Dark crevices of a diabolic mind

Anirban Sen, who has scripted Phans, appropriated the original idea and turned it upside down

Anshuman Bhowmick Published 26.11.22, 04:01 AM

Robert Browning’s dramatic monologue, “My Last Duchess”, has often been lauded as a comment on the subjugation of women in Victorian England. It has also been studied across the Anglophone world as a statement on the possessiveness of a narcissist who killed his wife for breaching the moral code that he had laid down for her. Paramik Barrackpore’s Phans (Noose) — produced “in the shadow of” Browning’s poem — has adapted the poem with such ease that every Browning admirer would enjoy it.

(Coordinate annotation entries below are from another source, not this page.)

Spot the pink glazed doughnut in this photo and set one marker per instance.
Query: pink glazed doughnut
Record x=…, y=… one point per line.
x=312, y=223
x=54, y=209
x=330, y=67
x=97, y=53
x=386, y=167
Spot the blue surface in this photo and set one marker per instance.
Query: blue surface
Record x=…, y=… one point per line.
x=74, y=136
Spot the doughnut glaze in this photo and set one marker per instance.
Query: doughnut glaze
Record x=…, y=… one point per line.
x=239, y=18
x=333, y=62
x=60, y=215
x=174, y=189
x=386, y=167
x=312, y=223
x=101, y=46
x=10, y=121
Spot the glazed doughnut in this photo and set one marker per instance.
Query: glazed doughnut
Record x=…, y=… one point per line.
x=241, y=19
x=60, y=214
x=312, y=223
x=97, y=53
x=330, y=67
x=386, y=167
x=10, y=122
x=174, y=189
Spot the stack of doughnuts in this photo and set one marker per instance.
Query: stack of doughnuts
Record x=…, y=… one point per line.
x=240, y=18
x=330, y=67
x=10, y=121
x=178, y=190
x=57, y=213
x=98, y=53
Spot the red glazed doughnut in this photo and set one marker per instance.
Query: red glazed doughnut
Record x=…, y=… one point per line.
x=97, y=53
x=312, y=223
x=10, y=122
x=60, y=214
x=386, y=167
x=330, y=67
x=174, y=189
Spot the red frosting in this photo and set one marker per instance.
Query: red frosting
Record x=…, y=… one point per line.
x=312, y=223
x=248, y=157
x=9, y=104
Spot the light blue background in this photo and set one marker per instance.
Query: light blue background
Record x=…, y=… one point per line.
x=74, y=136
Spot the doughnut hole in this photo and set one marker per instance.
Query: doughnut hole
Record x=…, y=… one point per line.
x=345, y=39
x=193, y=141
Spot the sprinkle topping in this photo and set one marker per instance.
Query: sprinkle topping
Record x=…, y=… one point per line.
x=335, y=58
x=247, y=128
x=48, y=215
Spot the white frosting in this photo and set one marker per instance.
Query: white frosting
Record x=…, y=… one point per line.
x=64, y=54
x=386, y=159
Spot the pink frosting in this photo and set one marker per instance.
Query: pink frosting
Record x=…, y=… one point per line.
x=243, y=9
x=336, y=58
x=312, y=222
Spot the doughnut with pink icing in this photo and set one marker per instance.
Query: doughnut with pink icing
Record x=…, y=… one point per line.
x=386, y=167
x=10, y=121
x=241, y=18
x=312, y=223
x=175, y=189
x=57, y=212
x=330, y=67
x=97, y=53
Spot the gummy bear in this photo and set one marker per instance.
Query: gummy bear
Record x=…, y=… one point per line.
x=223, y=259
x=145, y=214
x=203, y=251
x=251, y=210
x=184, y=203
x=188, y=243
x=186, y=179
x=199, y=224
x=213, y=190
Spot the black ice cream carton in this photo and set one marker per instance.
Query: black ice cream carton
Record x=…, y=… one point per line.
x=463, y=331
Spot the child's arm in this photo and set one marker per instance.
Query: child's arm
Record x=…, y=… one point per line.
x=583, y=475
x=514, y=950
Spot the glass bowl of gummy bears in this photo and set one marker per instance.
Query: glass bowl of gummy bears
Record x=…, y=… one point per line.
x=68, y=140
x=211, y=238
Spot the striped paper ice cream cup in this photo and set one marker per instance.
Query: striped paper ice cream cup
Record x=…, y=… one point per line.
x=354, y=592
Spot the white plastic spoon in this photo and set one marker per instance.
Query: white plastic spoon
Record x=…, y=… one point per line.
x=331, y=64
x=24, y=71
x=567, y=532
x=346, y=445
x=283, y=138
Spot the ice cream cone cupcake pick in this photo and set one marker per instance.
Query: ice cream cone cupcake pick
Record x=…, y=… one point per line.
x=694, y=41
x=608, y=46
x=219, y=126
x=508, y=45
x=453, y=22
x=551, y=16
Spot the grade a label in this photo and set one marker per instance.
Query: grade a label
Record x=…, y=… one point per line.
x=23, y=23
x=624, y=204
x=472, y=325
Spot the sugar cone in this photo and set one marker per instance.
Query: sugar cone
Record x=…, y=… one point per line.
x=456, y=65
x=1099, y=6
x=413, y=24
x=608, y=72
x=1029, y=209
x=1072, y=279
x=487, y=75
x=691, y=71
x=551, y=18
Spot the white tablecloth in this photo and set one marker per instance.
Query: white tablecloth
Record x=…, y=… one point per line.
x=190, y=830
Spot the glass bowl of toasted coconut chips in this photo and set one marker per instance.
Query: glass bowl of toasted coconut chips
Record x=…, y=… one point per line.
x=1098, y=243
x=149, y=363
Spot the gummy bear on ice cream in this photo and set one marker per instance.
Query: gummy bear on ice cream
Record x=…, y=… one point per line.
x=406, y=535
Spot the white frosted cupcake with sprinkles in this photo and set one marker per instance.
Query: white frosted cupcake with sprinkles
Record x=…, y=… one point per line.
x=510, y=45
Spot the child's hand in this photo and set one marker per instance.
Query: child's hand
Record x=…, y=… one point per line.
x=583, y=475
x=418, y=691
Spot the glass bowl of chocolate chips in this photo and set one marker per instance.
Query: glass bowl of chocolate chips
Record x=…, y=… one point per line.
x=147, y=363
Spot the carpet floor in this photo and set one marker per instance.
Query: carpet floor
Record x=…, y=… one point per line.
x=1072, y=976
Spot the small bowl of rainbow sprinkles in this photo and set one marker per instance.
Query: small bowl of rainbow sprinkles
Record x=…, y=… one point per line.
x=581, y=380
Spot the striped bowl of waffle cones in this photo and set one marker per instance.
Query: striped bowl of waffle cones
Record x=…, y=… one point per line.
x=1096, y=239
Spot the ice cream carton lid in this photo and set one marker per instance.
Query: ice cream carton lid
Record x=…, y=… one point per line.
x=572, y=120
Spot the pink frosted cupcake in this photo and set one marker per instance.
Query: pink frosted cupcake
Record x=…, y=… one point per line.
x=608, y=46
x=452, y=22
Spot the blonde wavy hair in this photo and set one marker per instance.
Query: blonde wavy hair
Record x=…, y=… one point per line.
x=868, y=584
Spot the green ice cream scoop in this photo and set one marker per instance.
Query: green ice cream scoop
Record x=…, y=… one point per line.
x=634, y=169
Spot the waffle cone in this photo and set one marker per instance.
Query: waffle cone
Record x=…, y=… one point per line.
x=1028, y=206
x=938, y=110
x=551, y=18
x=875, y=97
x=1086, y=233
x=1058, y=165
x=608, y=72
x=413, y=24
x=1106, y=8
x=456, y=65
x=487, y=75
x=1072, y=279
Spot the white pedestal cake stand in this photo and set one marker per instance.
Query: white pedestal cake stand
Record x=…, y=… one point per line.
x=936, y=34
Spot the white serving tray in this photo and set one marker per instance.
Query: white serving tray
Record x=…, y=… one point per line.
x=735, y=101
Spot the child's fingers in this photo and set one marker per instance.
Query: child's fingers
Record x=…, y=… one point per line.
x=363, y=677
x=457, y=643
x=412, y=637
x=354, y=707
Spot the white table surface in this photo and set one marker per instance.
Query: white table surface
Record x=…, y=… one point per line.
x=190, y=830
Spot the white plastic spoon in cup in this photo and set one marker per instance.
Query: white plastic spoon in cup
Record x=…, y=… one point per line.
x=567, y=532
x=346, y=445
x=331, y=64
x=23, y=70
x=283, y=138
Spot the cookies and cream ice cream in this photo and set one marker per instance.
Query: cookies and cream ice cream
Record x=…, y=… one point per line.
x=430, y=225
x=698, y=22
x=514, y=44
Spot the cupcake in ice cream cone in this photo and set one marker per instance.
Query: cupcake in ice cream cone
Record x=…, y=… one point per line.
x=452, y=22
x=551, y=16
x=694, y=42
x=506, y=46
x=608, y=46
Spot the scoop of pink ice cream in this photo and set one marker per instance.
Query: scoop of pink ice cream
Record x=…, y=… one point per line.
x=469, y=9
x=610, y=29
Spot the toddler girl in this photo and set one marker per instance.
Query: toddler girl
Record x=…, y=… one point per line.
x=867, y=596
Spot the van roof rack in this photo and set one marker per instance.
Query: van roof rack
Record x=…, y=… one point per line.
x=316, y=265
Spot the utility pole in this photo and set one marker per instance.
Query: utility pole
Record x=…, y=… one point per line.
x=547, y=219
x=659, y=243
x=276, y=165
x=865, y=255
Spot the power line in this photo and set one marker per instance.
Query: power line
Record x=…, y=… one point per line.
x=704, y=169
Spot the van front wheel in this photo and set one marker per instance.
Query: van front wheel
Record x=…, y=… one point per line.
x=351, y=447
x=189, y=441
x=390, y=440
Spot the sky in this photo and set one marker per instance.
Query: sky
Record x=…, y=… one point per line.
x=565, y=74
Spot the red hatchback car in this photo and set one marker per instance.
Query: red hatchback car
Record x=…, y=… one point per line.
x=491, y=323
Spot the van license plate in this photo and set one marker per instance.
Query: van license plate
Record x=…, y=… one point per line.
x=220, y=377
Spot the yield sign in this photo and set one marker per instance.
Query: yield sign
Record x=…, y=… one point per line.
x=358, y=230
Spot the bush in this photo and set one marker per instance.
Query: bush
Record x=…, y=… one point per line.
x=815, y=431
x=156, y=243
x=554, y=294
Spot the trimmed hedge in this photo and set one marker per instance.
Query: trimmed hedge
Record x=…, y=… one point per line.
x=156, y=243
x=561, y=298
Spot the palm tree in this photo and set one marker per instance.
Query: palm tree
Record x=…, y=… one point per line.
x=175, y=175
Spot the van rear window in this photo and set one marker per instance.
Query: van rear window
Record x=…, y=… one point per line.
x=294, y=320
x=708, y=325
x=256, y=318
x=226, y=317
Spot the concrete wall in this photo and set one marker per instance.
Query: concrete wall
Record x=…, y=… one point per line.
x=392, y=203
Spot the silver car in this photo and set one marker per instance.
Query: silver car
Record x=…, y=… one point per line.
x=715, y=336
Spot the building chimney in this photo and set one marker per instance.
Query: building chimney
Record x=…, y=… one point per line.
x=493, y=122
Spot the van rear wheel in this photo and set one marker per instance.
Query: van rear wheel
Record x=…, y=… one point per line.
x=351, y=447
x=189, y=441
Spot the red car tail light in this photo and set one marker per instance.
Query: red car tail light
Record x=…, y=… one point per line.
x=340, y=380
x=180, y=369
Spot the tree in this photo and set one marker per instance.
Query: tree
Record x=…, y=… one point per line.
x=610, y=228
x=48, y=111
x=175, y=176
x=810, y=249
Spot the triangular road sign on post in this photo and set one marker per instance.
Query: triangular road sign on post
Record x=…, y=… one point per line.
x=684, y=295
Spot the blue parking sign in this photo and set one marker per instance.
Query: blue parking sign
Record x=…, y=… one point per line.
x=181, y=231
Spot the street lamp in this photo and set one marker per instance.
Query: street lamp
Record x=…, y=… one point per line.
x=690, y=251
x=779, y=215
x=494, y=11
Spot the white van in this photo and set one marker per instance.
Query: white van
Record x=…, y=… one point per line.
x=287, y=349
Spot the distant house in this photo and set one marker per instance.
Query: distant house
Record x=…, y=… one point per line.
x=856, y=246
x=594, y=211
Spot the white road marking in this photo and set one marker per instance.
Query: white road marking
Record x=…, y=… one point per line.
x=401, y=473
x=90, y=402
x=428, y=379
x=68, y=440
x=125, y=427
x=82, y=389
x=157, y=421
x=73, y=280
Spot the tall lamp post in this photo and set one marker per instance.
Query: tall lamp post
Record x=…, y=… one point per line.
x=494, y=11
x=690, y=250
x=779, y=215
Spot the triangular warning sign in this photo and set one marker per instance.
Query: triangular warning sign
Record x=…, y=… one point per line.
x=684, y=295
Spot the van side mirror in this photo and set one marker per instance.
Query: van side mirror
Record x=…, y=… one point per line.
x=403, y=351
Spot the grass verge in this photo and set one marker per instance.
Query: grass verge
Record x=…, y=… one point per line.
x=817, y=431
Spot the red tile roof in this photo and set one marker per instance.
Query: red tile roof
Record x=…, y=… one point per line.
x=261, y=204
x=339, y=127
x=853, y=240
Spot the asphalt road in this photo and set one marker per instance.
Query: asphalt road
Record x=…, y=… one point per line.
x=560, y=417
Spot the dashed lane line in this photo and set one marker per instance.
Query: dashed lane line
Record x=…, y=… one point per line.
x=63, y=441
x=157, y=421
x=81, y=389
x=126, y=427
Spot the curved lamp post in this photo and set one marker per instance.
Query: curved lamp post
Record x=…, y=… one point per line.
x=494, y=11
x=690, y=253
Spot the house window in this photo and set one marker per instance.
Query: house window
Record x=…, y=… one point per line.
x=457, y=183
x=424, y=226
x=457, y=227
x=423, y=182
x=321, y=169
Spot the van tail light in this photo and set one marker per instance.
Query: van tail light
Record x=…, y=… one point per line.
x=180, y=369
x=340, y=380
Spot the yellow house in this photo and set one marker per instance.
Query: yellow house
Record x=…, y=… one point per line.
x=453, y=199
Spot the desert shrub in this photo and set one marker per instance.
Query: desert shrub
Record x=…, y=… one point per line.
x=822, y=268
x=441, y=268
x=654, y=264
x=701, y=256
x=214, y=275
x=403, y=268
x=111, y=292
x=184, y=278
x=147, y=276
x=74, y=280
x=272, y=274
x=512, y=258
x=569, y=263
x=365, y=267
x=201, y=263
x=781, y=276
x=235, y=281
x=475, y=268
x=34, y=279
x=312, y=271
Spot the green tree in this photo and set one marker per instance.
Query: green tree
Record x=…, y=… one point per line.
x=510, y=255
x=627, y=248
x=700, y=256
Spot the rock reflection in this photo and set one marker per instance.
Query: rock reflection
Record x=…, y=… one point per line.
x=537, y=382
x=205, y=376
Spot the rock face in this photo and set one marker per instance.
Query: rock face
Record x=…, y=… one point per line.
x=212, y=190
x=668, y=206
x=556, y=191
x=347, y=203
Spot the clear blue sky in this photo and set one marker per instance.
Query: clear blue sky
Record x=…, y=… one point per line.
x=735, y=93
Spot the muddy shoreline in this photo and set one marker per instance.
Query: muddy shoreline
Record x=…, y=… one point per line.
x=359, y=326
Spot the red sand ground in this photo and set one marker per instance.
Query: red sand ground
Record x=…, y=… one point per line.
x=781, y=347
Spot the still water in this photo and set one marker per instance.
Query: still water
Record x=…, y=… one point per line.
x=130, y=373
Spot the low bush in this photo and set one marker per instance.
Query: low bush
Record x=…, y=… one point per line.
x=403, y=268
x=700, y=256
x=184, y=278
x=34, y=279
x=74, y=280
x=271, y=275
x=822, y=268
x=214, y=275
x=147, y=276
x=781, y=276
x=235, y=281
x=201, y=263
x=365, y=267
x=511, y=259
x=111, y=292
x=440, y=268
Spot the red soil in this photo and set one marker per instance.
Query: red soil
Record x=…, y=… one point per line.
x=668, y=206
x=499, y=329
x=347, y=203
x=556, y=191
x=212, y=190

Anirban Sen, who has scripted Phans, appropriated the original idea and turned it upside down. Firstly, he relocates the idea to contemporary West Bengal — a 16th-century city in northern Italy becomes a village in the Muslim-dominated parts of the state. Secondly, and more significantly, the Duke of Ferrara makes way for Hamida (Chalantika Gangopadhyay), a self-sufficient woman who manipulates her sexuality to lure men of her choice. Thus Sabiq (Priyankar Mondal), Ajgar (Debabrata Paul), Rahamat (Sourav Dutta) — representing three sections of menfolk in a village that is coming to terms with modernity — come into her life one by one. The moment she finds them straying or showing interest in other women, Hamida ties the noose around their neck and strangles them to death. She has regrets, but repentance is absent from her dictionary.

Suvojit Bandyopadhyay designs the production with a meticulous eye towards the psychological shifts in the lead character. He trifurcates her role (the other two played adequately by Puja Bhattacharya and Gracy Chowdhury). By staging parallel activities onstage, he plays hide-and-seek with space and time, underlining the complex realities of Hamida’s existence. Saikat Manna’s light design — muted and shadowy — illuminates the dark crevices of a diabolic mind. Live music by Sourav Dasgupta, Souvik Haldar, Sukanya Sen, Souhrid Roy, especially some soulful singing of Islamic numbers by Dasgupta, lifts the production. But it was Gangopadhyay who stole the show at Minerva Theatre on September 29 with a finely nuanced performance mixing subtlety with ruthlessness in the lead role.